Viewing a single comment thread. View all comments

Dependent_Change_831 t1_j1hc9x4 wrote

You’re getting a lot of hate but IMO you’re totally right. Python may be convenient short term but it really does not scale.

I’ve been a working in ML for around 8 years now and I’ve just joined a new project where we’re training models trained on billions of pieces of dialog for semantic parsing, and it took us weeks to fix a bug in the way torch and our code would interact with multiprocessing…

There are memory leaks caused by using Python objects like lists in dataset objects, but only if you use DistributedDataParallel (or a library like DeepSpeed, i.e. multiple processes)…

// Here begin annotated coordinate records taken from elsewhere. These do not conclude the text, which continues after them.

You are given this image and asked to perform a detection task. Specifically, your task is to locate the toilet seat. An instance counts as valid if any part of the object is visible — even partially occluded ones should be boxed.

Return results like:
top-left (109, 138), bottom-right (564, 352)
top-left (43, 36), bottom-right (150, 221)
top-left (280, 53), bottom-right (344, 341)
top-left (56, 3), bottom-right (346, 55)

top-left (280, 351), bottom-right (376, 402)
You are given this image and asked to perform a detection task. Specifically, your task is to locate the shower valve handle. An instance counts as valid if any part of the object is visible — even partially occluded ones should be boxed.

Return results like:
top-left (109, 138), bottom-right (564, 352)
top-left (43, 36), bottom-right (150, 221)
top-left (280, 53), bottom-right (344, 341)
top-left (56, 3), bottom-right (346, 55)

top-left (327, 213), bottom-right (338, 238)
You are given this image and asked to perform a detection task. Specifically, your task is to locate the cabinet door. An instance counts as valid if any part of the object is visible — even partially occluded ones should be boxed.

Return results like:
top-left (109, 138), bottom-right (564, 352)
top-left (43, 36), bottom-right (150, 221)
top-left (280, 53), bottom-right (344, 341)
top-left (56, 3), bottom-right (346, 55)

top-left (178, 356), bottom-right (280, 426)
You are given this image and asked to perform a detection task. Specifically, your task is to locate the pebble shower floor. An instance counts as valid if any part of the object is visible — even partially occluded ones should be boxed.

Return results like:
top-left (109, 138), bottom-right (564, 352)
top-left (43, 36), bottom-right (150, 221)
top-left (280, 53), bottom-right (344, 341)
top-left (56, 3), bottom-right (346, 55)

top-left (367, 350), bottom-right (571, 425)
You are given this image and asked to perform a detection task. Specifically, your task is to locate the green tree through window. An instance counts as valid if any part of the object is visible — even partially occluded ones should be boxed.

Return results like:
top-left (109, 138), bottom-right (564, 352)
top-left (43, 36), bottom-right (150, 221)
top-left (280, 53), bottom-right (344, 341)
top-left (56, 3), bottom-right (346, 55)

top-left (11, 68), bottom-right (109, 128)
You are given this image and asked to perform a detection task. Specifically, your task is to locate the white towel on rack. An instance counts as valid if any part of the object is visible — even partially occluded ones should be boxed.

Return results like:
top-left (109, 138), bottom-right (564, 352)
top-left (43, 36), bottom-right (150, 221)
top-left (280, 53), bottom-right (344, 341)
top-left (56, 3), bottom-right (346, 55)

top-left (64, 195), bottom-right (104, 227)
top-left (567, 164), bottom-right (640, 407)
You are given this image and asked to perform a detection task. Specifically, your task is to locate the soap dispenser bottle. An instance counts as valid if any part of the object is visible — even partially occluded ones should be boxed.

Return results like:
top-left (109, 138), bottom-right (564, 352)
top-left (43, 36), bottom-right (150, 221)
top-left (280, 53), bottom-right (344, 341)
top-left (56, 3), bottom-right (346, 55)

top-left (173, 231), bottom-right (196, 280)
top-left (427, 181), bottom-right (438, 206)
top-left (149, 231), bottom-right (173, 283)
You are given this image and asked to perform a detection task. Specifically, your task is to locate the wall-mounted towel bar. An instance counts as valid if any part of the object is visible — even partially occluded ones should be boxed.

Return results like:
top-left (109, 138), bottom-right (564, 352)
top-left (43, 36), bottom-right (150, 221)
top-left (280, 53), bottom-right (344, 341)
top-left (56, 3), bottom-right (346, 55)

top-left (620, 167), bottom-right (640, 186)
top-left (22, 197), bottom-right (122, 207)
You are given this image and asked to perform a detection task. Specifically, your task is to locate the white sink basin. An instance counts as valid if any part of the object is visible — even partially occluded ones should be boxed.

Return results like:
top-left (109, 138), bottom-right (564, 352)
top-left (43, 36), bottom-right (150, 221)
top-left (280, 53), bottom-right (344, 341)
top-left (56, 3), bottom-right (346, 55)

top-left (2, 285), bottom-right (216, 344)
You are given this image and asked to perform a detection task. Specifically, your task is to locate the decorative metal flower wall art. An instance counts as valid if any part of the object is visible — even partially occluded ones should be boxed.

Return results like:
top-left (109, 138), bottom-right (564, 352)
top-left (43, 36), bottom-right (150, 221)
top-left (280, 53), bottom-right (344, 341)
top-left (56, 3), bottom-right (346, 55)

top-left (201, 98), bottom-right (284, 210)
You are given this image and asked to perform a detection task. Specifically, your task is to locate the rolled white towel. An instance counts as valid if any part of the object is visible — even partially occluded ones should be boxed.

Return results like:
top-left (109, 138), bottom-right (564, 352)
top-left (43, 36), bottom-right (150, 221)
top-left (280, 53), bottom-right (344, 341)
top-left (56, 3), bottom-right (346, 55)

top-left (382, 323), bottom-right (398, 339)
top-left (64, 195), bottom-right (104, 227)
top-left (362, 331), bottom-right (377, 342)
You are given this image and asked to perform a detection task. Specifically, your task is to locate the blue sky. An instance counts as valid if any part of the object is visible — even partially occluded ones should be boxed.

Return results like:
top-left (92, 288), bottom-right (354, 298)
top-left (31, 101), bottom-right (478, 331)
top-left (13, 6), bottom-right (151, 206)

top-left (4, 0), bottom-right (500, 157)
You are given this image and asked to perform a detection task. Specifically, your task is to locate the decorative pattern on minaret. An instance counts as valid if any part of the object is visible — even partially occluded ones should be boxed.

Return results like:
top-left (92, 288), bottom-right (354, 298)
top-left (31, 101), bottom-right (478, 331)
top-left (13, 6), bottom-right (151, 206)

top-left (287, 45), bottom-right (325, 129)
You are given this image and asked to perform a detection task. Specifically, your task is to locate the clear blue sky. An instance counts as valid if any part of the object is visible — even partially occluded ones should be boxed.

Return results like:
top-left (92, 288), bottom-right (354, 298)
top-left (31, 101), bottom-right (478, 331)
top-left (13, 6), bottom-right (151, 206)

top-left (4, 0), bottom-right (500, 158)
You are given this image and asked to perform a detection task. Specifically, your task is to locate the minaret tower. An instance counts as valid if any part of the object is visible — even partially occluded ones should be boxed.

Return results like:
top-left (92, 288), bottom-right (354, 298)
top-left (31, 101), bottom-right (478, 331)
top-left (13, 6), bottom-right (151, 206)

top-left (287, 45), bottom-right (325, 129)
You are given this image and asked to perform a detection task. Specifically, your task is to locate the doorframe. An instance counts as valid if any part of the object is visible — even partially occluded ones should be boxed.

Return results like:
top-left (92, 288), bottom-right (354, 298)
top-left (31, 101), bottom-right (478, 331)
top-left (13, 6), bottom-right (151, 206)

Loading and saving our custom data format requires calling into our own C++ code to avoid waiting hours to deserialize data for every training run…

Wish I could say there’s a better alternative now (due to existing community resources) but we can hope for the future.

2

vprokopev OP t1_j1j0xs5 wrote

Thank you for sharing experience!.

My intuition is that C++ python extensions make it easier to to easy things (then in C++) but make it harder to do hard things.

People always go for convenience first and then move to something more fundamental and flexible.

Data Science was mostly in R and MATLAB about 12-15 years ago. Then people moved to more general python. Next step is a compiled language with static types imo.

1